The California Highway Patrol, in cooperation with Caltrans, implemented a new speed limit to curb construction accidents on highways in Los Angeles, County – from 65 to 55 mph. The newly implemented speed limit is effective on construction areas between the 101 and 23 interchange. Between March and April, 63 traffic collisions occurred on highways that were under construction. Since the implementation of the lowered speed limit, traffic accidents were significantly reduced. Last July, there were 36 accidents and 34 accidents in August.
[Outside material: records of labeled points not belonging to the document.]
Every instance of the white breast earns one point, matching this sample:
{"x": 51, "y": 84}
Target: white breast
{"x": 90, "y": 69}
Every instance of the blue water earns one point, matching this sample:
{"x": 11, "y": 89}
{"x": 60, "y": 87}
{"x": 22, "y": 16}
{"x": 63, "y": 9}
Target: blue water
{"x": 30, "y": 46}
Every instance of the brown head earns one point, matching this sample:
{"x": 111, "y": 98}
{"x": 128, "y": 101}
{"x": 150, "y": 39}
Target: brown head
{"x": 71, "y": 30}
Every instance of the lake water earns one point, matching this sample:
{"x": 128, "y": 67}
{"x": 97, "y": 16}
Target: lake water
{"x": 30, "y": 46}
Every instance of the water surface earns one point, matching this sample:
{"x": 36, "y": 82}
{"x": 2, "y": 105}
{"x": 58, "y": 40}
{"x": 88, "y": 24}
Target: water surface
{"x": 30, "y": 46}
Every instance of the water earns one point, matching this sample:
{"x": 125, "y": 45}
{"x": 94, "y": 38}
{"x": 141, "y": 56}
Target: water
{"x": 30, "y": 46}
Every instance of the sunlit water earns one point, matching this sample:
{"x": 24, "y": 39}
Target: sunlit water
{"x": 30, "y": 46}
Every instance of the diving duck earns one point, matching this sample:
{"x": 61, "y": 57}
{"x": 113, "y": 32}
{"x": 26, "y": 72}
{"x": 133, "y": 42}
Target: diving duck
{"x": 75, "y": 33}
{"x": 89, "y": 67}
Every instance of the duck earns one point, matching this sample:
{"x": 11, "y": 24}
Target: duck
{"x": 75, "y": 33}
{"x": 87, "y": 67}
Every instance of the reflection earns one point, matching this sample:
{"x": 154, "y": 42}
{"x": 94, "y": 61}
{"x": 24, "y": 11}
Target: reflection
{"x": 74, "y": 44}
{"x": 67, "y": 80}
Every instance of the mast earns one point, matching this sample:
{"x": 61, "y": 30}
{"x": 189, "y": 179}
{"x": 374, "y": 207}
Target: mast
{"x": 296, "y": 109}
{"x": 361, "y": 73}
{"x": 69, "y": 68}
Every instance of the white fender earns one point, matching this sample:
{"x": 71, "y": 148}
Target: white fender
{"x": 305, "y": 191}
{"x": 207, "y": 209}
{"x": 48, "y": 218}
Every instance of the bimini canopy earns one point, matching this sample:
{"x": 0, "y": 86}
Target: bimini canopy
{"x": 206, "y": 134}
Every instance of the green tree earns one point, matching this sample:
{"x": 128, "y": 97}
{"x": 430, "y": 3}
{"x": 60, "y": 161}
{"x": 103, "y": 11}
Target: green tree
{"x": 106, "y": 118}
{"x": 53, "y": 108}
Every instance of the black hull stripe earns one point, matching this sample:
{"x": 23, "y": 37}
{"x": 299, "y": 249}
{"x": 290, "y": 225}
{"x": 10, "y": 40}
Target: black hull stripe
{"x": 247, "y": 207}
By examining the figures shown in the report, the act of reducing the speed limit was quite effective. Drivers who are following the allowed speed limit can easily recognize roads that are under construction and prevent accidents. But, in the event of a highway construction accident, the injured worker may be entitled to workers compensation. Almost all workers are entitled to workers’ compensation benefits that can be used for medical expenses, such as surgery, therapy and rehabilitation. The benefits can also cover lost wages and other incurred losses.
However, claiming workers’ compensation benefits can be challenging. The intricacies and complexities involved in obtaining such benefits can add to the financial dilemma of the injured party. Getting the right information is crucial.